Sobre outro tema, Francisco Ramos disse ainda, à agência Lusa, que as vacinas que estão a ser administradas em Setúbal, nomeadamente em bombeiros, “perder-se-iam” se não fossem usadas, pelo que foi aplicado o “princípio do não desperdício”.

“A situação que decorre hoje em Setúbal decorre do acidente que foi público. A maior parte das vacinas foi considerada como estando em bom estado pelo Infarmed e pela farmácia do hospital de Setúbal, mas por razões de segurança não podem sair do hospital. Ou eram administradas hoje nas pessoas que se encontravam disponíveis ou perder-se-iam”, descreveu.

Rejeitou as críticas da Liga dos Bombeiros Portugueses (LBP) que acusou a tutela de dividir os bombeiros criando “filhos e enteados” e assumiu a orientação ao hospital de Setúbal sobre uma situação excepcional que não estava prevista. “Essa é uma orientação que o coordenador da taskforce assume que deu ao hospital de Setúbal. Tentou-se encontrar pessoas incluídas na fase um de vacinação, nomeadamente os bombeiros da zona de Setúbal para prevalecer o princípio do não desperdício de vacinas”, sublinhou Francisco Ramos.

Francisco Ramos descreveu que, além da não autorização pelo Infarmed do transporte das vacinas em causa para outros locais, “o prazo de utilização [das vacinas que estão a ser administradas em Setúbal] termina amanhã [domingo]”.

Na sexta-feira, numa nota assinada pelo presidente, Jaime Marta Soares, a Liga de Bombeiros revelou ter tomado conhecimento que “restos de um lote de vacinas destinado a idosos vai ser utilizado na vacinação de bombeiros dos municípios de Palmela e de Setúbal”. A LPB exigiu transparência e rigor no processo de vacinação de todos os bombeiros, lamentando “a anarquia que paira no processo e que faz querer pretender dividir os próprios bombeiros entre filhos e enteados”. Jaime Soares acrescentou que, caso não viesse a receber “urgentemente” uma explicação “clara e inequívoca” por parte da tutela, reservar-se-ia no direito de formular uma queixa formal à Procuradoria-Geral da República (PGR).

Sobre estas críticas, além de reiterar que “o hospital de Setúbal está a vacinar os seus profissionais, bem como bombeiros e outros agentes da Protecção Civil” local para “prevalecer o princípio do não desperdício de vacinas”, Francisco Ramos garantiu que “mais transparência é difícil”.

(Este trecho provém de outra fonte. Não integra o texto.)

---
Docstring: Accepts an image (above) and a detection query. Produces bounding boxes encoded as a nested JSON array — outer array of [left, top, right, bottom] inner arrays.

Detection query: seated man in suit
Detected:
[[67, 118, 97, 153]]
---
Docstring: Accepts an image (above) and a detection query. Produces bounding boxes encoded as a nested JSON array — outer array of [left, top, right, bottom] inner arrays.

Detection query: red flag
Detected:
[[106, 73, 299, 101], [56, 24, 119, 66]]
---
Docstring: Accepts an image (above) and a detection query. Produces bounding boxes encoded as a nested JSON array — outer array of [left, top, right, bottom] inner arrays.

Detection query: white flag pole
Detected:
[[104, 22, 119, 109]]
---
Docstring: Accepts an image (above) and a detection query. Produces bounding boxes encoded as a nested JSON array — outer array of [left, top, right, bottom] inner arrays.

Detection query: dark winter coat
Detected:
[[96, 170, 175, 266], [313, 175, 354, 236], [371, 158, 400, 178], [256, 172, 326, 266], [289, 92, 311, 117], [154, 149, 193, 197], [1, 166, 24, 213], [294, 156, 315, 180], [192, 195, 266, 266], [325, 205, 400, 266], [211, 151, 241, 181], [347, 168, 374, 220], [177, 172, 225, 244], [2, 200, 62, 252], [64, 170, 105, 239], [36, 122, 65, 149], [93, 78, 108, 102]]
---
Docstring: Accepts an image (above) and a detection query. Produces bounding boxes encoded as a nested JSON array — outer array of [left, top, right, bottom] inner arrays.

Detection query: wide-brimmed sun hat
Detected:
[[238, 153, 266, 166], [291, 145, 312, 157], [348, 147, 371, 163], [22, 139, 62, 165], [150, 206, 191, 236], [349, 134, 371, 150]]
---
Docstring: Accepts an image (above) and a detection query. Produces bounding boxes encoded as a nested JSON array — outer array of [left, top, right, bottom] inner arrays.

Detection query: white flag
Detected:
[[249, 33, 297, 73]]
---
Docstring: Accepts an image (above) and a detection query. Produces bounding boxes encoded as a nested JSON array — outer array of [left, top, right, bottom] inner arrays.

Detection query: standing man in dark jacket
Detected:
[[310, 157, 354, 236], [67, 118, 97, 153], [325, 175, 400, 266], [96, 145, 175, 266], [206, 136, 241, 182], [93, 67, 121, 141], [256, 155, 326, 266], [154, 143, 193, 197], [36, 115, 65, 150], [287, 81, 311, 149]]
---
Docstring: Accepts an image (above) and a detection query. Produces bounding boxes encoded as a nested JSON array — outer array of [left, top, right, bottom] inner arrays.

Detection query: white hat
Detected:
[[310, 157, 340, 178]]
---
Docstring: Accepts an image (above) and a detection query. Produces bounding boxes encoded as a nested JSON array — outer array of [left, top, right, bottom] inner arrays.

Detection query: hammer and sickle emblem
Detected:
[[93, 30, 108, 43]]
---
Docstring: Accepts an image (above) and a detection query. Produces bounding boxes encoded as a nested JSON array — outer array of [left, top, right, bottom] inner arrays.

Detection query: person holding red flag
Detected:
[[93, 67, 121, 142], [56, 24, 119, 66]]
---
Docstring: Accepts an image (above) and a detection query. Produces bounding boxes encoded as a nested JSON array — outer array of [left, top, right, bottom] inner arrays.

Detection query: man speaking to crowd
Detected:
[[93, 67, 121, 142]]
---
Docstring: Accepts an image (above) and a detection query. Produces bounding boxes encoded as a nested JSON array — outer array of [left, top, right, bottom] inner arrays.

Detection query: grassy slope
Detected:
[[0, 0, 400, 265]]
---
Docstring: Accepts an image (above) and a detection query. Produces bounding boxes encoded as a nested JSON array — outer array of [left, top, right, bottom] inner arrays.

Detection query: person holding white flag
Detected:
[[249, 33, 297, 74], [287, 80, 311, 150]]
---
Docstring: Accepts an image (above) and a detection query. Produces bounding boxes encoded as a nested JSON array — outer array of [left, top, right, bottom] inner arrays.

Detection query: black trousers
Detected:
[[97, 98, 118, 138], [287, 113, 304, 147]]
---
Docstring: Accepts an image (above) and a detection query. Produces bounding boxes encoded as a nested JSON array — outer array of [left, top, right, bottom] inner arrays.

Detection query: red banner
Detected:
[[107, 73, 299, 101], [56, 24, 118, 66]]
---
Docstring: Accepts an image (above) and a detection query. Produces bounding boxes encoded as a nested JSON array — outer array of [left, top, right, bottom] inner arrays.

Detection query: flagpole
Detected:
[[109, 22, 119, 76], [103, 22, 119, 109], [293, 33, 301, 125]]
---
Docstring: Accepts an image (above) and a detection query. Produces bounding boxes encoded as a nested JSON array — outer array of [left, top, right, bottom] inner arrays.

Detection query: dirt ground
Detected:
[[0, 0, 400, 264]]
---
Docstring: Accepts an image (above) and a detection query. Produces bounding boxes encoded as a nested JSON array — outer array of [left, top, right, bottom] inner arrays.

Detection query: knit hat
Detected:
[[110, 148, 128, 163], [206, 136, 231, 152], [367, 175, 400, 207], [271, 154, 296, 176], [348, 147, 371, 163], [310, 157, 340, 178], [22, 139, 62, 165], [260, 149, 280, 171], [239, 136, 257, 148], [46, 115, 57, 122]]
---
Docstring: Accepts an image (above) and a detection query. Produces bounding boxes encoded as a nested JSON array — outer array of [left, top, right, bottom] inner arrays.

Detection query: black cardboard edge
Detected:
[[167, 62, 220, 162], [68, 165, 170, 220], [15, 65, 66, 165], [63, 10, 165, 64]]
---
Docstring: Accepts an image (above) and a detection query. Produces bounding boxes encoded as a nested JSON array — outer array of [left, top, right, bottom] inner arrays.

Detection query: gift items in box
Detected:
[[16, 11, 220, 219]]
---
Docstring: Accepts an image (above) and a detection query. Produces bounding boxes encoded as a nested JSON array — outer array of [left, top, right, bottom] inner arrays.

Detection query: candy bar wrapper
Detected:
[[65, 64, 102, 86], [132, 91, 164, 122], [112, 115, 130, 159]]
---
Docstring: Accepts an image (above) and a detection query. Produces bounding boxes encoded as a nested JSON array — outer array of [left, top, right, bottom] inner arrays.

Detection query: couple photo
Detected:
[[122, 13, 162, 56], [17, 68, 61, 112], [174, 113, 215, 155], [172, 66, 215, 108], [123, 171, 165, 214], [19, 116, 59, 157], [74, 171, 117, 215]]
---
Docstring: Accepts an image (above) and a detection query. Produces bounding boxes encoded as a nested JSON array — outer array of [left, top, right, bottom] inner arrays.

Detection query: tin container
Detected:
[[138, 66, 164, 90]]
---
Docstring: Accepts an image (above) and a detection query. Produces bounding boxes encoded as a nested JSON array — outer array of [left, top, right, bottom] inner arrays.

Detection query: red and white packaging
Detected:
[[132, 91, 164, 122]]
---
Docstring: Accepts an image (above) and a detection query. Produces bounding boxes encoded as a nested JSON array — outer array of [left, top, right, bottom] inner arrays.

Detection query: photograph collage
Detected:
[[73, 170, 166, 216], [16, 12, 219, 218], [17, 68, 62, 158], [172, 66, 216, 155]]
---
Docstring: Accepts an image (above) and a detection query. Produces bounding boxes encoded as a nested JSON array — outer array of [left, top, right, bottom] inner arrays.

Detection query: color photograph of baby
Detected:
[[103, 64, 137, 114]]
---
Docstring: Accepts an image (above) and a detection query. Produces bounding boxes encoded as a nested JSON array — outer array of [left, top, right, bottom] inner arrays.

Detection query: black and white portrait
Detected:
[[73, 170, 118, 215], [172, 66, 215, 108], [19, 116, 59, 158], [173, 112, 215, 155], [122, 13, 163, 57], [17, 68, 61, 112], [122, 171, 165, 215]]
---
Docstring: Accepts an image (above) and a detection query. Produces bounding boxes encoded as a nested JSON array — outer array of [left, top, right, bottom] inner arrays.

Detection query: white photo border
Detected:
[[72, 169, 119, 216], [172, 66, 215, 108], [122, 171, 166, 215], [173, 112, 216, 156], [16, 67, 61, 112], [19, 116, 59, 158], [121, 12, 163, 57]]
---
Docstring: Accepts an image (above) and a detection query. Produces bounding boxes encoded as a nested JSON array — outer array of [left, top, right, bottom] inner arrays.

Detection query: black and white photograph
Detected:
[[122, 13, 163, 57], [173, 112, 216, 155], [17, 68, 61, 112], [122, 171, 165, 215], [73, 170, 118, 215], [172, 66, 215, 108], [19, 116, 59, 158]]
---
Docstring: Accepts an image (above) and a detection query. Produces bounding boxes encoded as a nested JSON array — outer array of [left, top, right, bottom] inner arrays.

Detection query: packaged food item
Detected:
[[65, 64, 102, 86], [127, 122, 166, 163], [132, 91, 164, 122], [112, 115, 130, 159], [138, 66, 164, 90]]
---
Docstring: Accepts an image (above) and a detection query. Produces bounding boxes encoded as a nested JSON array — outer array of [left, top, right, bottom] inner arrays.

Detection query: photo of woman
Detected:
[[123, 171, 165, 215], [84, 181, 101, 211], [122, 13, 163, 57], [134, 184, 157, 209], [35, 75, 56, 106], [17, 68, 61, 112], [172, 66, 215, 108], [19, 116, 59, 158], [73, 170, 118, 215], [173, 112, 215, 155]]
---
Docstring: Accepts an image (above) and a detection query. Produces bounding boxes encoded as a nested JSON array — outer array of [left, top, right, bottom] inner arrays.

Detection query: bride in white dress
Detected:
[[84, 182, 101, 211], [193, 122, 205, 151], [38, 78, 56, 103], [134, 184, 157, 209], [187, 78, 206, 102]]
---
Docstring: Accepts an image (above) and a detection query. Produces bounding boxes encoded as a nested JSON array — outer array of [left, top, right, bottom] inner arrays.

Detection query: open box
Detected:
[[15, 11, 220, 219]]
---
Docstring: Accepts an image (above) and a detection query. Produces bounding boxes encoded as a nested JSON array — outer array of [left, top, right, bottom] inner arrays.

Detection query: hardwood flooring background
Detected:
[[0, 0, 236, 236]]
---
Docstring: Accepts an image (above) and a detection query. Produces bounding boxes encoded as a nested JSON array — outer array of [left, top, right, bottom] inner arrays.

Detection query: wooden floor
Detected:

“Neste momento como é público e notório, só não estão vacinadas mais pessoas em Portugal, incluindo os bombeiros, porque não há disponibilidade de vacinas. Mais transparência é difícil. “Por mais de uma vez partilhei informação com o senhor presidente da Liga dos Bombeiros [Portugueses] e estarei sempre disponível para prestar toda a informação necessária e adequada”, afirmou o coordenador.

Em entrevista ao Expresso, na quinta-feira, Francisco Ramos disse que está a ser trabalhada uma proposta para que os bombeiros, entre outros sectores, possam ser incluídos entre os prioritários na vacinação. “Estamos a falar também de bombeiros, que não são profissionais de saúde, mas que trabalham na emergência pré-hospitalar e transporte de doentes urgentes”, disse.

Nessa entrevista, o coordenador adiantou ainda que os titulares de altos cargos de decisão, entre outras pessoas, também poderão ser incluídos nos grupos prioritários, mas ao PÚBLICO disse apenas que mais detalhes sobre a proposta deverão ser conhecidos em breve.